Mujer tenías que ser - Alfa y Omega

Mujer tenías que ser. Estamos acostumbradas desde niñas a que nos agredan con esa frase. Nos la arrojan si conducimos mal o si levantamos la voz, si se nos atasca el ordenador o nos quejamos por el sueldo. Ser mujer, algo tan maravilloso como complicado, no es un sentimiento, es un hecho que te determina. A veces olvidamos, como occidentales, que nuestras hermanas del mundo a menudo no pueden estudiar, casarse libremente, disfrutar del sexo, viajar por su cuenta, ser jueces, prestar testimonio, heredar. Que por ser mujeres reciben palizas, son violadas o mutiladas genitalmente, carecen de derechos fundamentales. ¡Cuántas veces, por la presión cultural, una se ve empujada a soñar con no haber nacido mujer! Pero el deseo no cambia la realidad.

Ahora, con las nuevas leyes trans, el deseo se erige en criterio para la identidad sexual. Hasta el extremo de que un adolescente puede establecer un cambio de sexo con un mero testimonio administrativo. La condición de mujer queda tan banalizada que pareciera que se pueden evitar los problemas del machismo eligiendo otro sexo. Pero no podemos, no es verdad.

No se trata aquí de poner en tela de juicio que hay personas –minoría, es verdad– que nacen sin un sexo claro y que, por razones físicas o psicológicas, se ven obligadas a pasar por el doloroso proceso de la llamada reasignación de la identidad. Pero sí es justo reclamar que una es mujer al margen de su voluntad, por un hecho previo, dado, experimentable, que no puede banalizarse ni reducirse.

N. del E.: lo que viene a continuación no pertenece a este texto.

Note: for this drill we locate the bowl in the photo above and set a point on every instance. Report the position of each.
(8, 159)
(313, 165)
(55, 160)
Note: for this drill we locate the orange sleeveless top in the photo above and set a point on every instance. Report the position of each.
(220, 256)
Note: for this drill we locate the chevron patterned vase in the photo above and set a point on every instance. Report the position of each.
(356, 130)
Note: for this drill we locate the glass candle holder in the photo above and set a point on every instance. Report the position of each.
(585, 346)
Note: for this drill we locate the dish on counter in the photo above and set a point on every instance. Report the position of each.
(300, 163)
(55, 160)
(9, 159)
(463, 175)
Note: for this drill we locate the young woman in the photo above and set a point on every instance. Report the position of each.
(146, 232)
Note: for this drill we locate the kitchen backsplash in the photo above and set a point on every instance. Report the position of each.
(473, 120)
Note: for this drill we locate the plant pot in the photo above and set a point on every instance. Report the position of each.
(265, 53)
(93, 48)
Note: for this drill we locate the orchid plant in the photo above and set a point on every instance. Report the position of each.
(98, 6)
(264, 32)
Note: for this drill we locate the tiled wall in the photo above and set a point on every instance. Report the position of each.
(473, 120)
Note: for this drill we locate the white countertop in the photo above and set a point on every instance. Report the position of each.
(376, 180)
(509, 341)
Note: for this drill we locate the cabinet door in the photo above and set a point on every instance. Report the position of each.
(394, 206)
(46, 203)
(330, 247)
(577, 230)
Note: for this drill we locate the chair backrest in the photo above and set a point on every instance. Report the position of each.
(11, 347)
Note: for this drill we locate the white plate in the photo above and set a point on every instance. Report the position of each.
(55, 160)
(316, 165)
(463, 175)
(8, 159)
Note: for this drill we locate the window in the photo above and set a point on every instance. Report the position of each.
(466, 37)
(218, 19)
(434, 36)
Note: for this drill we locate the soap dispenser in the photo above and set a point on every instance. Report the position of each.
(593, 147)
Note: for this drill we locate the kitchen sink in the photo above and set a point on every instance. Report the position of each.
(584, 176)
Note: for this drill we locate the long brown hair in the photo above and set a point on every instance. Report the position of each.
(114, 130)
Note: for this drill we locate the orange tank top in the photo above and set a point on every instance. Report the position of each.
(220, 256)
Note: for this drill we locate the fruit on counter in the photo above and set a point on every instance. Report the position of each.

La ley trans y LGTBI se presenta como una reclamación de la libertad, pero para muchas puede constituir un riesgo: el de la banalización del ser mujer. El borrador pretende prohibir de facto cualquier alternativa terapéutica a la transición hormonal y quirúrgica para los niños y menores con disforia. Es una locura. Las cosas no son blancas ni negras, los matices no implican intransigencia. En la adolescencia se produce un rechazo del propio cuerpo que se puede confundir con transexualidad. Una niña que se está descubriendo lesbiana, por ejemplo, puede pedir el bloqueo hormonal químico y hasta embarcarse en la mastectomía y arrepentirse después, como ha ocurrido en Inglaterra, donde el caso Keira Bell se ha convertido en objeto de debate. Bell se sometió con 16 y 17 años a un tratamiento con hormonas masculinas y, a los 20, se hizo amputar los pechos. Ahora, con 23 años, afirma que todo aquello no resolvió su disforia y ha ganado un proceso judicial contra la clínica que descartó otras causas de su problema, como depresión, odio hacia sí misma o confusión. Keira asegura que los niños y adolescentes necesitan mejor apoyo, no un «modelo afirmativo» que automáticamente las considera «niñas trans» y las encamina a los bloqueadores de la pubertad. Bell vive ahora como mujer, pero sigue presentando vello en el pecho y rasgos masculinos. «No había nada de malo en mi cuerpo, simplemente estaba perdida. La transición me otorgó la facilidad de esconderme aún más de mi misma». Los jueces británicos le han dado la razón y la sentencia considera que «es muy poco probable que un niño de 13 años o menos sea competente para dar su consentimiento a la administración de terapia hormonal o sopesar los riesgos y consecuencias a largo plazo». Es lo mismo que denuncia Walter Heyer, que se operó y vivió diez años como mujer en los Estados Unidos y después hubo de atravesar las mismas operaciones dolorosísimas y tratamientos en sentido contrario cuando comprobó que sus problemas no desaparecían con el cambio de sexo.

¿Por qué irritan estos testimonios en ciertos sectores LGTBI? ¿No estamos cayendo en la intolerancia? Existe un deseo de ordenarlo todo, de dar salida a cada impulso, a cada duda, de encasillar las soluciones y considerar que todo tiene remedio, y a poder ser a corto plazo. El camino de la vida es lo suficientemente complejo como para que no escatimemos prudencia. También para que se respete el hecho de que las feministas tradicionales protestemos contra la banalización de la identidad, que tiene consecuencias tan graves como la normalización de la prostitución o la aceptación del uso de la mujer como madre de alquiler.